According to the U.S. government, Equifax's data breach was done by China

According to the U.S. government, Equifax's data breach was done by China

The U.S. Department of Justice today charged that four members of the Chinese People's Liberation Army (PLA) carried out the 2017 Equifax hack.

"This was a deliberate and widespread intrusion into the personal information of American citizens," Attorney General William P. Barr said at a press conference today (February 10). [Today, we hold the PLA hackers accountable for their criminal conduct, and we remind the Chinese government that we have the ability to remove the cloak of Internet anonymity and find the hackers that that country has repeatedly deployed against us.

The Equifax hack stole the personal data of 146 million U.S. residents, exposing their names, addresses, dates of birth, and Social Security numbers. Approximately 400,000 Britons and 100,000 Canadians were also affected.

The indictment, secretly filed last week by a grand jury in Atlanta, where Equifax is based, charges Wu Zhiyong, Wang Qian, Xu Ke, and Liu Lei with, respectively, conspiracy to commit computer fraud, conspiracy to commit economic espionage, conspiracy to commit wire fraud, and unauthorized access to protected computers, intentional damage to a protected computer, economic espionage, and three counts of wire fraud, for a total of nine crimes.

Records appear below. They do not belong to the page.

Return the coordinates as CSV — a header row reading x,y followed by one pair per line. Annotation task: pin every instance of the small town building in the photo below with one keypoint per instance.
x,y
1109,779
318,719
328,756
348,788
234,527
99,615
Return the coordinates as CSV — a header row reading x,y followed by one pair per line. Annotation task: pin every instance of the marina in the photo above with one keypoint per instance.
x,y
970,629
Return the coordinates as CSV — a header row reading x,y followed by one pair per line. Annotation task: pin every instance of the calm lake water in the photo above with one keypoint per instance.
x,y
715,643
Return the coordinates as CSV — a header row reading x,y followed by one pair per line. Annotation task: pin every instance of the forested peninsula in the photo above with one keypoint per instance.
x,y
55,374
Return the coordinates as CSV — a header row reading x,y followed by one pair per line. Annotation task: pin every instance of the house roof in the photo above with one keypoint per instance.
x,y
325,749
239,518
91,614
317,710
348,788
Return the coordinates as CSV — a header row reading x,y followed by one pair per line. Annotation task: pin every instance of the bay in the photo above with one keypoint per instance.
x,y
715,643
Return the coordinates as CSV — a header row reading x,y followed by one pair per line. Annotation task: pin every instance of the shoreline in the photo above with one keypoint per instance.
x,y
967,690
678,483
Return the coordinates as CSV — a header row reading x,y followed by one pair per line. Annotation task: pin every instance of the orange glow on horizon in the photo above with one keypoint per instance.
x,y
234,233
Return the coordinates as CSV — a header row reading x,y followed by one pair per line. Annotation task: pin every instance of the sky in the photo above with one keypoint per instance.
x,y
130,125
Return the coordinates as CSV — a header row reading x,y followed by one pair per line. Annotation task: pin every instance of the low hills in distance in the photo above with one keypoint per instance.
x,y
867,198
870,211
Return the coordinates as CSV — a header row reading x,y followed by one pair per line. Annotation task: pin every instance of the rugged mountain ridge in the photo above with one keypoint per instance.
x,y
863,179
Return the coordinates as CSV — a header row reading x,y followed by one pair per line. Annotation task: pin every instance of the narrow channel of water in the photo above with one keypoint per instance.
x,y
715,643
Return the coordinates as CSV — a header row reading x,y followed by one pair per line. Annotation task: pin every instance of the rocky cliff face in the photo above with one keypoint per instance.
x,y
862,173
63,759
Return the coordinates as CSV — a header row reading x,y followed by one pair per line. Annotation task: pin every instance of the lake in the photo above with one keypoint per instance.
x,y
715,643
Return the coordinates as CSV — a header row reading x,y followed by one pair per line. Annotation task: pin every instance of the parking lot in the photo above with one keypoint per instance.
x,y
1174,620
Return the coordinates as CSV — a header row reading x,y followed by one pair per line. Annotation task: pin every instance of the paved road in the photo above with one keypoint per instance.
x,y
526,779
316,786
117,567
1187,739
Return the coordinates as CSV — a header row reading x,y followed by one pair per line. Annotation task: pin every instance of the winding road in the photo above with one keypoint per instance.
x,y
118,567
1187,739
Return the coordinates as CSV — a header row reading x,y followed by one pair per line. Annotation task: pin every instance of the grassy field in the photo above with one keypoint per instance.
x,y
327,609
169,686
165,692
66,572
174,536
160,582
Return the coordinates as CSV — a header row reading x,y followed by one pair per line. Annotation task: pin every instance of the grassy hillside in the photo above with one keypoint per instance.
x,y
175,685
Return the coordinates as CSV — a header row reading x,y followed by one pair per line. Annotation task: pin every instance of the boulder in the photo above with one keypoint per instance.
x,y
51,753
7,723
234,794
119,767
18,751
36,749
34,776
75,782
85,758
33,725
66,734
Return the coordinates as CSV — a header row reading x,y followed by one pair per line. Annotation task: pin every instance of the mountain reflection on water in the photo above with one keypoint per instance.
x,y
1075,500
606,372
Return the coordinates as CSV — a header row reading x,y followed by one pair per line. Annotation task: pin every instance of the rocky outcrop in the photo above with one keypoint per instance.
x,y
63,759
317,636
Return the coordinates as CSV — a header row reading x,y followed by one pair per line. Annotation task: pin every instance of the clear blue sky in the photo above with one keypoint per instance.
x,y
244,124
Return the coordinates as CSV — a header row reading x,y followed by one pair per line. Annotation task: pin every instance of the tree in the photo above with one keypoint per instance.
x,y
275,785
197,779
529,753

It is not clear whether the four are civilians working for the PLA or active members of the Chinese military. The indictment does not state the ranks of the defendants, but says the four are members of the PLA's 54th Institute. (Update: A wanted poster posted online by the FBI shows photos of Wu and Xu, allegedly in military uniform.)

Suspicions that the Equifax hack was carried out by Chinese government agents surfaced shortly after the massive data theft was made public in September 2017.

Despite the fact that attackers reportedly accessed Equifax's systems between May and July of 2017 and that the stolen information put half of the U.S. population at serious risk of identity theft, the stolen data was sold on cybercrime marketplaces The data was never offered for sale on cybercrime marketplaces and was never used for other criminal purposes.

Other massive data thefts that did not result in increased criminal activity are believed to be the work of Chinese government agents. They include the Starwood Hotel information breach in early 2019 and the devastating 2015 Office of Personnel Management information breach in which the records of 21.5 million current, former, and prospective U.S. government employees were stolen.

The prevailing theory among U.S. experts is that Chinese intelligence agencies are using this data to find and track the movements of Western politicians, military leaders, corporate executives, and intelligence officers.

Equifax is in the process of settling a $380 million class action lawsuit related to the information breach. The window to file for compensation related to the information breach has recently closed, but it seems unlikely that individual claimants will get much.